Скрипач в переходе

Роман Моськин
Скрипач Владлен Симонов играет в переходе с Замоскворецкой на Кольцевую почти каждый вечер. Возвращаясь с работы, я раз за разом останавливаюсь неподалёку, и вслушиваюсь в звуки скрипки, и оркестра из его телефона, усиленного колонками.
Владлен – мужчина среднего роста, около сорока лет; взглядом и манерой держать себя производит впечатление меланхоличного и несколько замкнутого человека. Очевидно, он вырос в интеллигентной семье – тем большего стоят усилия, наделяющие его властью «рассекать» людской поток взмахами смычка. Скрипач всегда одет в костюм; пиджак расстёгнут. На лоб его падает короткая тёмная чёлка, взгляд отстранённо скользит над головами… Его движения, а за ними и мелодии, характеризуются плавностью, «причёсанностью», и …отсутствием куража. В тоже время его музыка звучит живо, вызывая желание слушать...
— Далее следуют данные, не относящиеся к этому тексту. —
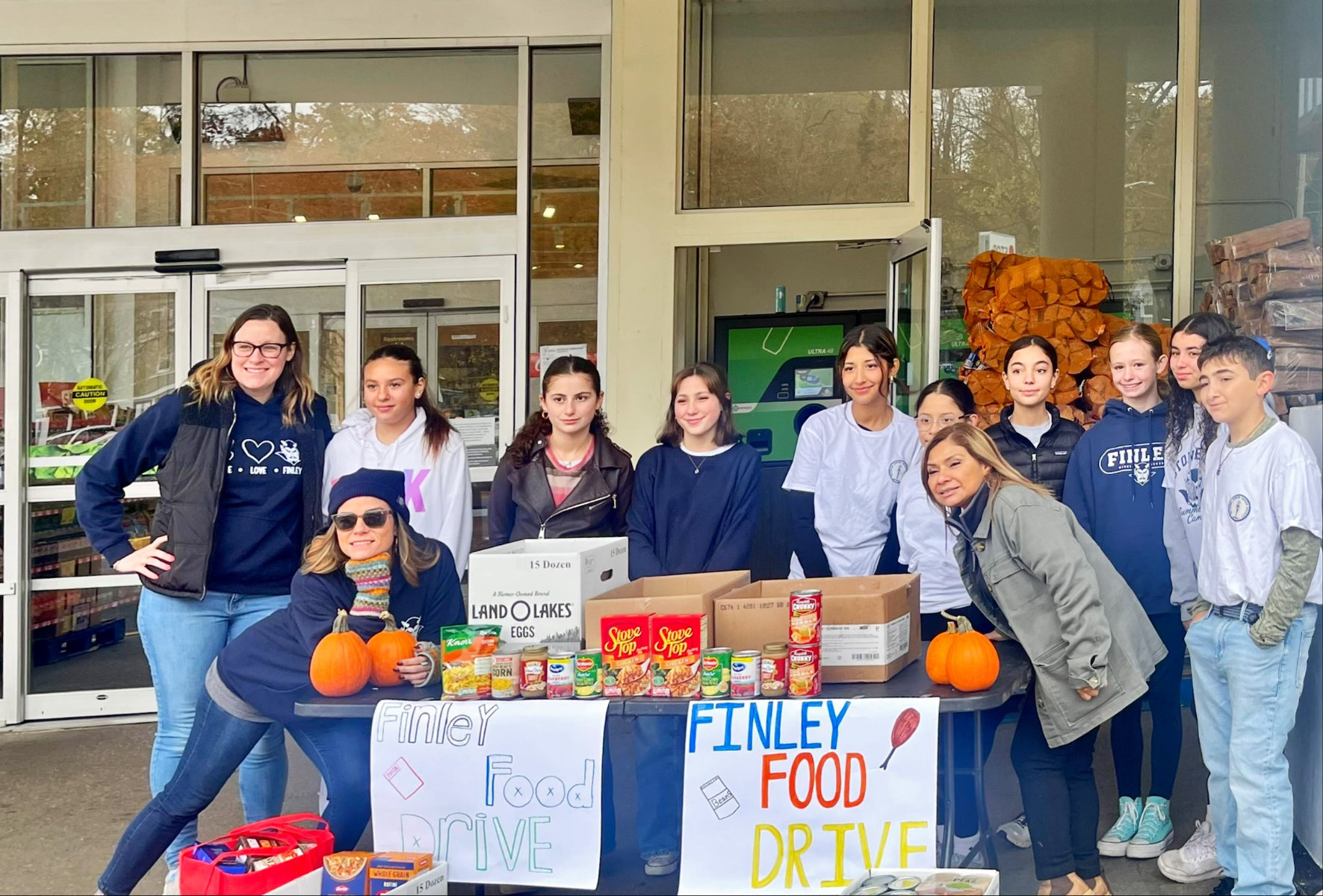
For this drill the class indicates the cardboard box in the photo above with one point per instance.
(535, 590)
(430, 883)
(871, 626)
(990, 879)
(691, 594)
Мимо текут люди – банальное, но в тоже время и самое «правильное» выражение. Люди огибают в своем плавном и стремительном движении скрипача, меня, друг друга… Они торопятся. Торопятся домой, к тем, кто их ждёт, …или просто домой. Некоторые, не останавливаясь, достают на ходу несколько монет, и кладут (а чаще – швыряют) в футляр (из-под скрипки) для денег. Две-три монетки, редко больше, но в футляре их набирается изрядная горка (музыкант периодически её разравнивает).

А люди спешат. Редко-редко кто-нибудь останавливается перед музыкантом на минуту-другую. В основном – это бомжи, или пьяные. Те, кому не к кому спешить. Те, кого никто не ждёт. Только такие люди, видимо, могут позволить себе знакомство с чем-то случайно новым, привлёкшим их внимание. Впрочем, внимания их хватает ненадолго, и они плетутся дальше, ощущая, может быть, не ясную им самим смесь удовлетворения и недоумения.

Я вслушиваюсь в звуки, лелея ощущение, что они проникают в меня и трогают мою душу. Если говорить точнее, мне рисуется, будто звуки, вылетающие из-под смычка, могут иллюстрировать …полёт души. Ещё точнее – олицетворять биение жизни, танец или сражение личности на жизненном пути с превратностями судьбы. Иногда я представляю словно это моя душа то взлетает – на высоких нотах, то падает, и бьётся, бьётся, бьётся, стремясь к чему-то, наперекор всему. Для своей души мне хочется иллюстраций быстрых, стремительных, похожих на «Шторм» Ванессы… А нередко я представляю, что звуки скрипки – это танец или полет души самого скрипача. И тогда я ему сопереживаю. Как правило, эти звуки – не слишком …выдающиеся, не слишком гармоничные (для моего дилетантского уха), но всё равно – смелые, самобытные. Я радуюсь за него, за то, что он имеет смелость быть таким: может позволить себе быть не слишком выдающимся, но самобытным.

У меня «на вооружении» уже давно стоит мысль: «Через пение птички можно научиться большему, чем прослушав иной курс лекций». Вслушиваясь в звуки скрипки, я нахожу удивительное подтверждение этой метафоре. Так, подойдя однажды к скрипачу поближе, я был потрясён пронзительностью звуков. Вблизи скрипка пела, пищала, визжала – мощно, яростно, проникающе. А сквозь людской поток столь многоцветных звуков не было и в помине. Ещё я заметил, что музыканту было очень важно вплести свою игру в музыкальный фон, звучавший из его колонок. Я даже заподозрил, что не так важно, какая именно музыка звучит в качестве фона, а также не принципиальна и мера таланта самого скрипача. Зато музыканту необходимо верно встраивать, гармонично вплетать свои звуки в общую канву мелодии.

Я ухожу, каждый раз не дослушав мелодии до конца. Мне хочется, чтобы она продолжала звучать во мне, чтобы не прекращал «биться, виться обезумевший смычёк», чтобы душа снова падала, и снова взлетала, в своем стремлении воплотить мечту. Ухожу, осознавая – фон может быть любым, но меру безумия своего смычка, к счастью, каждый волен определять сам.